AP – The coronavirus has upended countless jobs, schools and bank accounts. But while undoubtedly more people are struggling than not, those who are still working may have seen their expenses actually drop due to cancelled travel, limited dining options and more time at home.
If you’ve managed to end up with extra money during the pandemic, here’s how to take advantage of those savings.
START OR FILL OUT AN EMERGENCY FUND
2020 has served as a stark reminder that unexpected things can happen, and when they do, it’s a good idea to be prepared.
“We say if you have a steady job, your contingency fund should be three to six months of expenses,” said certified financial planner and founder of South Bay Financial Partners in Torrance, California Tara Unverzagt. “I would bulk it up even more because of uncertainty.
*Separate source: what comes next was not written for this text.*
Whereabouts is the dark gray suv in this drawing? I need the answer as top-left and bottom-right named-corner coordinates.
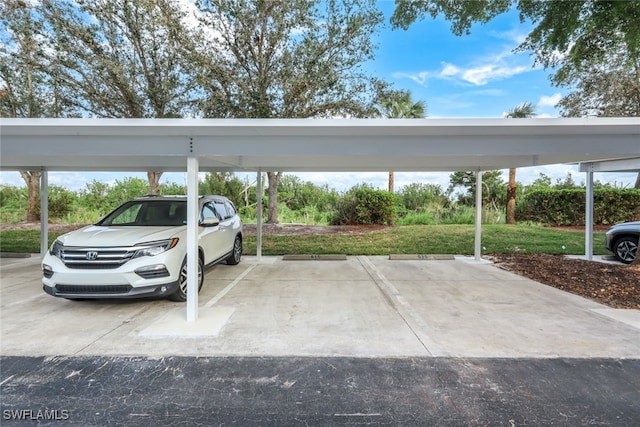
top-left (605, 221), bottom-right (639, 264)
I’ve never known anyone to be upset because they had too much cash, but have known lots of people who were upset they didn’t have enough.”
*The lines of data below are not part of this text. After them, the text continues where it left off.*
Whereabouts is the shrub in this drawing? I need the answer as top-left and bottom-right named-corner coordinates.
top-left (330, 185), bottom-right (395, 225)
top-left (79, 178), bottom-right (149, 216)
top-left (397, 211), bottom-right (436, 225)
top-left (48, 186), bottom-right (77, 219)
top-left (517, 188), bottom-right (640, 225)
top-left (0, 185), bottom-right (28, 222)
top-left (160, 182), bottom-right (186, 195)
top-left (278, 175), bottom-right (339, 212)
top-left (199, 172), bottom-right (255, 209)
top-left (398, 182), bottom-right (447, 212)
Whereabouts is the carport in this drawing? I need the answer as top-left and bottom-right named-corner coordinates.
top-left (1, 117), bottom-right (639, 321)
That level of savings is a stretch goal for many people; an extended period of reduced expenses may provide you with the opportunity to finally reach it. Establishing an emergency fund is one of the best things you can do for your future self, and if you put it in a high-yield online savings account, it will benefit from a higher interest rate than a regular savings account.
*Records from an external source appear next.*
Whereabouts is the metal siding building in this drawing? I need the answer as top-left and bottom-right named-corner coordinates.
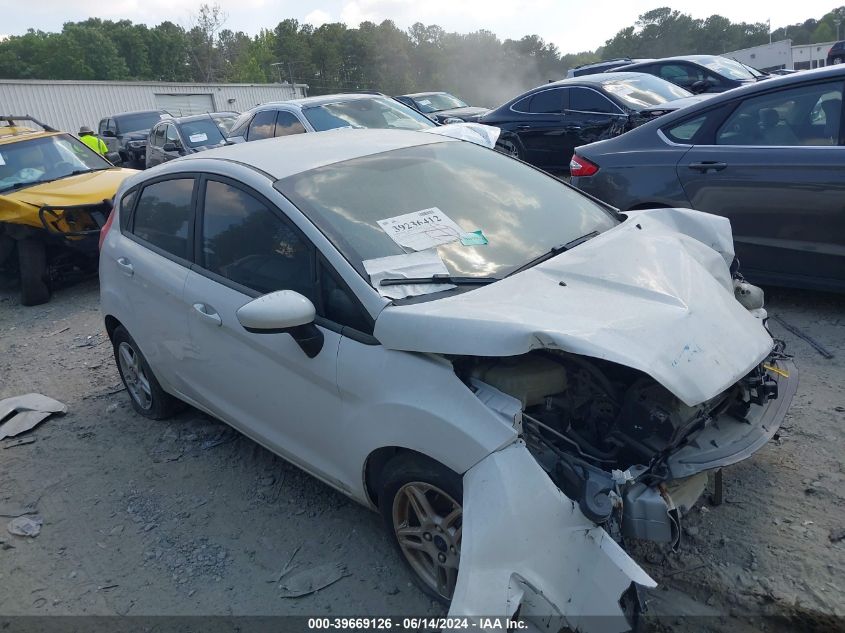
top-left (0, 80), bottom-right (308, 133)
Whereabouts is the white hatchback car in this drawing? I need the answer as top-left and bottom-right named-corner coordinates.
top-left (100, 129), bottom-right (796, 631)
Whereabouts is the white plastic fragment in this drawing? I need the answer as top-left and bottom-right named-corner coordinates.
top-left (7, 515), bottom-right (43, 538)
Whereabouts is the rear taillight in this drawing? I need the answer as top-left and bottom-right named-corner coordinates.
top-left (99, 209), bottom-right (115, 251)
top-left (569, 154), bottom-right (599, 177)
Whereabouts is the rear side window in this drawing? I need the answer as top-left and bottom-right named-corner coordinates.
top-left (118, 189), bottom-right (138, 232)
top-left (132, 179), bottom-right (195, 260)
top-left (275, 111), bottom-right (306, 137)
top-left (528, 89), bottom-right (563, 114)
top-left (247, 110), bottom-right (277, 141)
top-left (717, 81), bottom-right (843, 146)
top-left (200, 180), bottom-right (315, 297)
top-left (569, 88), bottom-right (619, 114)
You don’t want to invest your emergency fund because your primary goal for that money is accessibility, not growth.
INVEST FOR RETIREMENT
If you haven’t ventured into the world of investing yet, it may feel like a scary time to start given all the volatility in the market lately. The good news is that volatility doesn’t cause much harm when you’re investing for a long-term goal like retirement: The peaks and valleys due to the coronavirus will likely appear much smaller over time.
Even if you’re already contributing, you may want to consider upping that contribution. Every extra bit you can put toward retirement goes a long way.
And because you can always change how much you’re contributing, you can decrease the amount you’re putting toward retirement if and when your spending habits return to normal.
SAVE FOR NON-RETIREMENT GOALS
Retirement is a common goal, but it likely isn’t the only one you have. If you’re on track for retirement, consider putting extra funds toward other things: college for your kids, a new car or a dream vacation (which you’ll have plenty of time to save for, since most people aren’t travelling right now).
Investing can help you achieve those goals faster than just saving, but keep in mind that you generally don’t want to invest money you’ll need within five years. (Like an emergency fund, savings for near-term goals should go into safer options, like a high-yield savings account). On the other hand, if you’re starting a college fund for a newborn, that money will have approximately 18 years to take advantage of the market’s returns.
If you’ve found yourself in a position of privilege during this global pandemic and have been able to save some extra money, you may also want to consider increasing your charitable contributions. Keep in mind, you may be able to deduct your charitable donations when tax time rolls around.
EXPLORE REAL ESTATE INVESTMENTS
If you’re interested in investing in real estate, you don’t have to start renovating an old barn or putting up shiplap. One of the easiest ways to invest in real estate is to invest in real estate investment trust that generates income, such as apartment buildings.
GET SOME HELP
When you suddenly find yourself with extra money, it can be difficult to figure out the best way to put it to use. Financial advice is widely available these days, and it’s often inexpensive. Online financial advisors and robo-advisors have brought the cost of investment management and financial planning down significantly, and both are good options for when you’re feeling lost.
These advisors can also help you stay hands-off with your portfolio during turbulent times in the market by ensuring that your investments are aligned with your risk tolerance. If you need assistance developing a more comprehensive financial plan in addition to investment management, it may be a good idea to enlist the help of a financial advisor.